Жизнь Кетлинской не назовешь легкой: ее оставил муж, художник Е. А. Кибрик, после войны был арестован второй муж, писатель А. И. Зонин. Она не хотела верить в его вину, но «ее вызвали куда-то. И объяснили, какой нехороший человек Зонин. И Вера Казимировна уверовала в это свято, без малейшего притворства» — и отказалась от мужа. Она продолжала писать, растила сыновей, а после освобождения А. И. Зонина приняла его в семью. Коллеги из Союза писателей ненавидели Кетлинскую за прямолинейность, у нее не было«двойного сознания», выработанного творческой интеллигенцией: гнуться, молчать, выполнять социальный заказ и при этом прятать кукиш в кармане, сохраняя видимость достоинства. Там, где не было противоречия ее вере, Кетлинская действовала решительно: она едва ли не единственная вступилась за Ольгу Берггольц в период ее травли. «Кетлинская, — писал Евгений Шварц, — жила в мире, сознательно упрощенном, отворачиваясь от фактов, закрывая то один, то другой глаз, подвешивалась за ноги к потолку, становилась на стол, чтобы видеть только то, что должно, но веровала, веровала с той энергией, что дается не всякому безумцу». В изображении Евгения Шварца такая судьба, несомненно, напоминает пытку.

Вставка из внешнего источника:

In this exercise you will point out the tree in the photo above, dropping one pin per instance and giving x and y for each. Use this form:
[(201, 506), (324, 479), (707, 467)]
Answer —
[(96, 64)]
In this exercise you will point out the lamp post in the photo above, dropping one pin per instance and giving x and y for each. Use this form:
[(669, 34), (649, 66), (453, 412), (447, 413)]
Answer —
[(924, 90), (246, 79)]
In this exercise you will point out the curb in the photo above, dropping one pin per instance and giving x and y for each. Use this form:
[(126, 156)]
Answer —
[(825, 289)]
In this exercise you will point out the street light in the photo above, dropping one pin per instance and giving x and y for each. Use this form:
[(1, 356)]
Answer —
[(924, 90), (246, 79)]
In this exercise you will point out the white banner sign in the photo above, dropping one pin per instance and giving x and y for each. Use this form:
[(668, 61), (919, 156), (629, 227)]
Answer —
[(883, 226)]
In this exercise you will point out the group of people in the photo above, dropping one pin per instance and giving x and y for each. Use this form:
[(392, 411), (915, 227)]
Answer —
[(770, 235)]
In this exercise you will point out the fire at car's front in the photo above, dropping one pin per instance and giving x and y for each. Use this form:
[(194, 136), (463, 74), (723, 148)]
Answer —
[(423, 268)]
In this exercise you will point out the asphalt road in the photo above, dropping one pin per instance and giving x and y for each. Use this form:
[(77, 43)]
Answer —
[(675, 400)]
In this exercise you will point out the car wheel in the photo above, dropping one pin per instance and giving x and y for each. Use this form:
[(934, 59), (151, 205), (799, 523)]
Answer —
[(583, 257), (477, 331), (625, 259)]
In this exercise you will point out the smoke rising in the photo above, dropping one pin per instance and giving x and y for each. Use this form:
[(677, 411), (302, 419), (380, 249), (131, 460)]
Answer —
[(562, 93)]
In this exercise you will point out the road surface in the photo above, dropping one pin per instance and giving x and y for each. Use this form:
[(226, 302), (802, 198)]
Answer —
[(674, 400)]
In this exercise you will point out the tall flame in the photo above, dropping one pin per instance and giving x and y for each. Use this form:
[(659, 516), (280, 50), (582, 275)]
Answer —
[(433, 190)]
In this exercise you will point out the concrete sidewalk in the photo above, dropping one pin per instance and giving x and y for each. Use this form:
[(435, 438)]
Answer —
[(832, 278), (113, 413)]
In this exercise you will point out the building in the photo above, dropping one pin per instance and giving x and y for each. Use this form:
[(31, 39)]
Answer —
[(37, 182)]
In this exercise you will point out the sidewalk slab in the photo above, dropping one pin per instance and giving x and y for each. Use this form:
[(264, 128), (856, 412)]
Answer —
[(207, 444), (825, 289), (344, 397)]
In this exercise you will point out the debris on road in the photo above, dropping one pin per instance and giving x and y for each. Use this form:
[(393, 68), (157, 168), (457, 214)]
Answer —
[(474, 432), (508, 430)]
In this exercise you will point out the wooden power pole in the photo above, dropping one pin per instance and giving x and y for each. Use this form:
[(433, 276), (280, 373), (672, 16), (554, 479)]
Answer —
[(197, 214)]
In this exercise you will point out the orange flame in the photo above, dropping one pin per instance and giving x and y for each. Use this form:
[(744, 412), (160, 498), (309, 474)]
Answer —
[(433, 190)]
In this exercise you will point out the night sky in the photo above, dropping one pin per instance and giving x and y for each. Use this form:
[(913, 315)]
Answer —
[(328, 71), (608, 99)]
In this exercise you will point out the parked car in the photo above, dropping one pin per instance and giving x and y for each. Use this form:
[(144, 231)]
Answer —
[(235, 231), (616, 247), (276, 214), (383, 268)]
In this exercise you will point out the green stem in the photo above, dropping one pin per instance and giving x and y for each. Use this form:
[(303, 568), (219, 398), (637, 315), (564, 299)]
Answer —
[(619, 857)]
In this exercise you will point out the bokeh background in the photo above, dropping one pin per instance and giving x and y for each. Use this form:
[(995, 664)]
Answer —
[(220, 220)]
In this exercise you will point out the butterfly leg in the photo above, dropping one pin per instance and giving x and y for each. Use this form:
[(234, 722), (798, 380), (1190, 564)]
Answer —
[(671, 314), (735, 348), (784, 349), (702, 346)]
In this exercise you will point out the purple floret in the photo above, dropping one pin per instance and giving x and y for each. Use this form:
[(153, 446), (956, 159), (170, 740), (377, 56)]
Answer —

У каждого времени свое представление о безумии. В 20-х годах фанатизм В. К. Кетлинской казался нормой, а безумцами считались те, кто уверовал в другие идеалы. В 1925 году «Красная газета» поместила статью «Фанатик перед судом. (Показательный процесс в Военно-медицинской академии)» — военный трибунал судил курсанта академии Илью Брукера за отказ от караульной службы. Курсант Брукер был пролетарского происхождения, прошел воинскую службу на Балтийском флоте, а теперь отказывался брать в руки оружие по «религиозным убеждениям». Это что за убеждения такие, допытывался прокурор, и подсудимый объяснил, что он «толстовец». Ну разве это нормально? Курсанта-«толстовца» приговорили к трем годам заключения со строгой изоляцией. Еще большим безумцем был вызвавшийся защищать Брукера свидетель — непонятно, как он осмелился? «Свидетель Симерницкий — молодой, нервный. Он безработный. Этот готов проповедовать. Год назад Брукер познакомился с Симерницким в „кружке имени Толсто-го“ при Вольной Ассоциации философов. Прокурор оглашает стенограмму доклада Симерницкого „Толстой и революция”, прочитанного в кружке. Это — контрреволюционный бред, пересыпанный религиозно-изуверскими выкриками. По ходатайству прокурора военный трибунал постановляет привлечь свидетеля Симерницкого к ответственности, заключив под стражу в зале суда». Если Симерницкому и Брукеру и довелось еще встретиться, то где-нибудь на Соловках.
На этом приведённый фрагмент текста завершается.